Tingimos de sangue as pedras dos caminhos?...

Sentimos vertigens à borda de abismos?...

Que importa?

 

Todo o esforço é uma conquista…

a vida é uma conquista…

que nos deixará na alma, no coração,

em todo o nosso ser, uma alegria justa e imensa…

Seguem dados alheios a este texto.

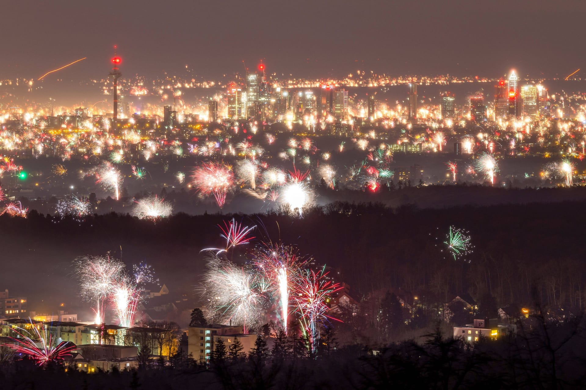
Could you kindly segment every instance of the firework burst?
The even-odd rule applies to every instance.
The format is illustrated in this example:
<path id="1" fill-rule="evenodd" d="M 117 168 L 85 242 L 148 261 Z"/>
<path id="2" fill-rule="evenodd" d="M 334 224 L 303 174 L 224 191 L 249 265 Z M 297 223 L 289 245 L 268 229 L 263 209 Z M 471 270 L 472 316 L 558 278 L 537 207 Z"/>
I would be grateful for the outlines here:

 — a alegria indizível de vencer!...

 

Subamos!...

É preciso subir para viver…

Subir para ver mais longe…

Subir para compreender os nossos irmãos…

Subir para abraçar a Humanidade inteira…

 

Partamos, então, a sorrir, de mãos dadas…

Calcorreando caminhos e estradas...

cobertas de pó e de suor…

mas a cantar… a cantar…

irradiando à nossa volta

ALAGRIA

AMOR…

 

Irmã Maria Rosa

 

 

In Timoneiro, Fevereiro de 1984

 

 

NOTA: Presto hoje uma singela homenagem a uma pessoa que conheci na década de oitenta do século passado. Chamava-ve  Maria Rosa e era uma consagrada  das Religiosas do Amor de Deus. Tirou o curso de Educadora de Infância já madura. E trabalhou, como coordenadora do jardim e Creche da Obra da Providência, durante algum tempo. Pessoa exigente, responsável, e com capacidade de iniciativa. Frontal sem esconder o lado espiritual da vida.  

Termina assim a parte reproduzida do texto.